Hello everyone! I am hoping to get some help with implementing splicing based cell velocity/trajectory analysis. I have fastq files generated after sequencing scRNA libraries prepared using Universal 5' Gene expression along with VDJ sequencing.
I have produced count matrices using cell ranger to perform some general analysis using Seurat, the quality of the data seems fine. Next, I generated spliced and unspliced count matrices using velocyto's "run10x" command with the reference genome annotation from 10x genomics (refdata-gex-GRCh38-2020-A/genes/genes.gtf). I analyzed the resulting loom file in scanpy. After the normal pre-processing and analysis steps, I wanted to do a sanity check and check for "CD3E" and "CD3D" expression on a UMAP, as T cells are CD3+ and CD4+ but CD4 transcripts are generally not well represented. I was very surprised to see CD3E and CD3D is expressed in very few cells. I tried to check the expression of the same genes in the Seurat and as expected the seurat object shows uniformly high expression of CD3D as well as CD3E.

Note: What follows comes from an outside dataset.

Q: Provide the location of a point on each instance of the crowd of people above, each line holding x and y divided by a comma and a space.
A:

I suspect the problem lies in the counting part of the pipeline. So I tried to use Star solo as an alternative to velocyto count. But I end up with the same result.
Below are some checks I performed on my anndata object:
"CD3D" in BT6_a.var_names
True
BT6_a[:, "CD3D"].X.sum()
80
As you can see only 80 cells are expressing CD3D. As solutions, I tried multimapping option in Star solo, tried using the updated genome from 10x, but nothing has worked so far. If anyone has implemented velocity/trajectory analysis, I would love to connect. Please let me know what further information I can provide to solve this issue. Thanks!
Hello Rob, Thanks for your reply. The article you provided is interesting and does provide a resolution to part of the problem. Currently I am testing salmon/alevin-fry tutorial for RNA-velocity (alevin-fry-velocity), but the initial observations are same as the velocyto pipeline (CD3D expression being almost non existent).
Do you have a recommendation of package or pipeline for this particular analysis?